BarCamp // 26 & 27.06.14 @ ENSCI

Welcome to the program page for the seminar’s BarCamp. You will find all the details on the BarCamp, the cases and datasets we plan to treat, and ways to participate in the two-day event.

If you want to sign up right away, please click here; otherwise, read on.

I. BarCamp

A BarCamp is a participatory workshop geared toward either the development of web applications or the exploration of datasets using existing software tools and ad hoc code. We are focusing our BarCamp on the exploration of a set of pre-selected and pre-treated datasets. Our goals are two-fold: 1) to give participants of the seminar a hands-on experience crafting stories and analysis with digital data while working in collaborative teams of developers, designers and social science researchers; 2) to advance the visual treatment, or interface design, of datasets connected to existing research projects or civil society groups.

II. Subjects and Datasets

Our seminar began with a number of sessions that looked at how digital methods evolved through different research communities (scientometrics, history, literary studies, sociology and media studies) and how each community has adapted different tools to treat different types of data. We would like to follow a similar approach in the BarCamp by treating a range of “data types” which each have slightly different “digital” qualities. As a result, we have identified 3 cases that will help us in this exploration of “data types”:

Observing community formation and online collaboration on Github
Visualizing the financial impacts of climate risk in SEC 10-K filings
Pesticides online: Debates, polemics and the greening of agriculture

Between the cases, we will have the opportunity to treat various kinds of datasets, including: dynamic, user generated data coming from a social networking-platform (Github); highly formatted textual data coming from the world of financial accounting (SEC 10-k filings); heterogenous textual data coming from a wide variety of media sources (collated through Factiva; press of pesticides), classic scientometric data related to scientific publications (from WoS; on impacts of pesticides), and web cartography data (discussion of pesticides).

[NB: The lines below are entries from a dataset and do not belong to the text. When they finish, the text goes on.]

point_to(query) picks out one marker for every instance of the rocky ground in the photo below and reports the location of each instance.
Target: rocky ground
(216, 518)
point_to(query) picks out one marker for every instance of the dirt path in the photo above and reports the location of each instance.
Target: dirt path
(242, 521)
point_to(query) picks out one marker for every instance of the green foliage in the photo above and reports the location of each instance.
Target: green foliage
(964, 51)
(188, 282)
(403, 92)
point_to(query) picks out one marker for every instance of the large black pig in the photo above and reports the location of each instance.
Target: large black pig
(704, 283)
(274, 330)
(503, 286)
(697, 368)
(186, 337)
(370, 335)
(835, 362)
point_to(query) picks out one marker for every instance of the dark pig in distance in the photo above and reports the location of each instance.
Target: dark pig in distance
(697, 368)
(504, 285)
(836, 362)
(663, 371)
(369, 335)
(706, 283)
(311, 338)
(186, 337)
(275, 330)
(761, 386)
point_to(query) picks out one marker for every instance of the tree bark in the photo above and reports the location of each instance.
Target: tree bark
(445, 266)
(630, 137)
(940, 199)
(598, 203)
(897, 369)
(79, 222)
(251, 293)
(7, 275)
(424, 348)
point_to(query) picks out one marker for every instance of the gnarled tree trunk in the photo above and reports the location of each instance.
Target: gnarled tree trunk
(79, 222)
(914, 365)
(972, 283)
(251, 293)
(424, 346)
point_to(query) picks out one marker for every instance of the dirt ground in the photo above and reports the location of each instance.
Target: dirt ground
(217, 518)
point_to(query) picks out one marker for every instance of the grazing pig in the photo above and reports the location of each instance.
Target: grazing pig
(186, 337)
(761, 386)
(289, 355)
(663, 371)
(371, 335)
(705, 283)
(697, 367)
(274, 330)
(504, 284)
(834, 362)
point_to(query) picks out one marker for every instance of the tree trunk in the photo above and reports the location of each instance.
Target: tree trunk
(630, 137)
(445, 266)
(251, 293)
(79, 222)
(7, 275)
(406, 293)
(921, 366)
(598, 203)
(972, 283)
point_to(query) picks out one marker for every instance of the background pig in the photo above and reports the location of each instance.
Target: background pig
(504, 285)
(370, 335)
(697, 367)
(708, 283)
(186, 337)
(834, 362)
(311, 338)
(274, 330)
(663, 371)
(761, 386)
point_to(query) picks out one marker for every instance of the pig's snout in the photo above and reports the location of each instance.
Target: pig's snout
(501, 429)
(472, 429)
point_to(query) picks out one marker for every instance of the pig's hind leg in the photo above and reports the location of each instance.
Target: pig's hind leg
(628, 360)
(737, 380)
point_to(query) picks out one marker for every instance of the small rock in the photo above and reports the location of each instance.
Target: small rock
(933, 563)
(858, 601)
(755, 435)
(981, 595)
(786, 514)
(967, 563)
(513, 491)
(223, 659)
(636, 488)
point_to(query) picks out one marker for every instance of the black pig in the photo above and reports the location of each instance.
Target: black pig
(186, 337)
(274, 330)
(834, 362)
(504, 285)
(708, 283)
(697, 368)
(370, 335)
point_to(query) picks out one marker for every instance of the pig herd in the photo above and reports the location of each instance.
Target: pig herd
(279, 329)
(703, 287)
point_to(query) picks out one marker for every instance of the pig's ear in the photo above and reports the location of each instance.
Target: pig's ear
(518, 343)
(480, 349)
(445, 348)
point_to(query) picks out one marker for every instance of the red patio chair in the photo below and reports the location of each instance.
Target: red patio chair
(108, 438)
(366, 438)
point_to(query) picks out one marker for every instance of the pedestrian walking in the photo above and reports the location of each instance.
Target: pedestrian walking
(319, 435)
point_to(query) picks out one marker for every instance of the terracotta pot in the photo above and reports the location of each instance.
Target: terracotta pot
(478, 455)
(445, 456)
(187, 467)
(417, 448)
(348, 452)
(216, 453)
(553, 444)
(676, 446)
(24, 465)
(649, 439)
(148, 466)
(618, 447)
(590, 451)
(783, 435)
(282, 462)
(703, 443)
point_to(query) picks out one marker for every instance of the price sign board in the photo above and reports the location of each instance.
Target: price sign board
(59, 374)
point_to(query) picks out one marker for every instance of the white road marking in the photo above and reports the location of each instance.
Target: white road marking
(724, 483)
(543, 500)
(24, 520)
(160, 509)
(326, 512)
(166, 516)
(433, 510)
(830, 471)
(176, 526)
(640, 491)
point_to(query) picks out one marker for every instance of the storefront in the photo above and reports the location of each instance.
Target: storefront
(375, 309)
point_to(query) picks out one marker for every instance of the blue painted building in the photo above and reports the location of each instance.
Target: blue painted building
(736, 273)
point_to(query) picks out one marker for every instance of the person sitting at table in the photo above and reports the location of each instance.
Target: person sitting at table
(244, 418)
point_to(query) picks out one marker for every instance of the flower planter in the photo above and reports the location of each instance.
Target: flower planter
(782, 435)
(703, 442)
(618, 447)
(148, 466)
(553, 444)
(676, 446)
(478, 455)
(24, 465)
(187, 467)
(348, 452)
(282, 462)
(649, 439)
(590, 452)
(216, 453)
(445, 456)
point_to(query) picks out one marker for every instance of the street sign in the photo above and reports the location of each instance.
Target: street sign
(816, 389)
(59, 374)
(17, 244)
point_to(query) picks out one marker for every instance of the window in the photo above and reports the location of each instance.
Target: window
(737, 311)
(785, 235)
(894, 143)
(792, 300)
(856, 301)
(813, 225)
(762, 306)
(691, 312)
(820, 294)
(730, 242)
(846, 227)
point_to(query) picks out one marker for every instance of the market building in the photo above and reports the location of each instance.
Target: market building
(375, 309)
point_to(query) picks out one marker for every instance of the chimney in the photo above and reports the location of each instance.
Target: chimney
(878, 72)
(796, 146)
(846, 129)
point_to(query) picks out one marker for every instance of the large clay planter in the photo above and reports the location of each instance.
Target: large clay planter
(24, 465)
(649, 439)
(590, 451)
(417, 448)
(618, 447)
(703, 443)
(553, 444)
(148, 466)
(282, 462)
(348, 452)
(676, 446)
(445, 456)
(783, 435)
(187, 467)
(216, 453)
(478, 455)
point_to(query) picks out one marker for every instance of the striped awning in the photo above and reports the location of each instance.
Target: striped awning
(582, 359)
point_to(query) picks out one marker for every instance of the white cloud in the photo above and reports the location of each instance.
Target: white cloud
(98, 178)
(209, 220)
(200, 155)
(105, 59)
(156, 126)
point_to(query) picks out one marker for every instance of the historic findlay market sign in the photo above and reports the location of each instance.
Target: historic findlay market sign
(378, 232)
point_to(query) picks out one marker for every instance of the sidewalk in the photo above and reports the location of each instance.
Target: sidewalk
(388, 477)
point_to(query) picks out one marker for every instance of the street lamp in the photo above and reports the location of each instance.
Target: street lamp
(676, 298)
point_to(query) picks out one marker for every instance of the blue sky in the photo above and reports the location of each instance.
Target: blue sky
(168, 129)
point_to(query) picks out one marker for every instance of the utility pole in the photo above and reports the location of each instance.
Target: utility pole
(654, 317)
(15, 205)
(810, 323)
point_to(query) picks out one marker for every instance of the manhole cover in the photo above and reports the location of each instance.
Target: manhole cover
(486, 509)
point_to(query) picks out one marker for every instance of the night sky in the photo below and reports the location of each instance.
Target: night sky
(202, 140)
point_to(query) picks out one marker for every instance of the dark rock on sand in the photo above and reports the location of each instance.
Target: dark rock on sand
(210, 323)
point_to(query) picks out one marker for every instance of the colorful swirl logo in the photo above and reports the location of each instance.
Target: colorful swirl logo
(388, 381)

The hope is that by proposing various datasets, BarCamp participants will either find a subject or “data type” that corresponds to research interests of their own. Thus, they will be able to draw analogies between the BarCamp cases and their own research. As for outcomes, ideally, after two days there will be results to share with the research and/or civil society groups connected to the datasets; results which they may mobilize for further research, analysis or communication within their own networks.

A more detailed description of each case and some initial research questions are included below.

III. Organization and Logistics

The BarCamp will last for two days from June 26-27. It will be hosted by ENSCI (Les Ateliers: École nationale supérieure de création industrielle) at 48 rue Saint Sabin, in the 11th arrondissement (Métro Chemin Vert / Métro Bréguet-Sabin), see here for Contact and location information. The schedule is as follows:

Jeudi 26 Juin

9h-9h30: Café
9h30-10h: Introduction
10h-10h45: Présentation des cas [Github, Risques climatiques, Pesticides]
10h45-11h: Formation des groupes
11h-13h: Travail en groupe [questions et taches]
13h-14h: Déjeuner
14h-18h30: Travail en groupe

Vendredi 27 juin

9h-9h30: Café
9h30-12h30: Travail en groupe
12:30-13h30: Déjeuner
13h30-16h30: Finalisation des travaux
16h30-17h: Préparation des présentations
17h-18h30: Présentation des travaux, discussion autour des suites éventuelles

The datasets for each case will be treated in advance by an “animator” who will do an initial cleaning of the data to help reduce grunt work during the BarCamp. At the start of the BarCamp, the animators will pitch the various cases and their datasets to the entire group of participants who will select with which group they would like to work. The role of the animator will be to help coordinate the work of the group, but the group should also collectively discuss and define the research questions that will motivate the two days of exploration as well as their own mode of functioning during the BarCamp.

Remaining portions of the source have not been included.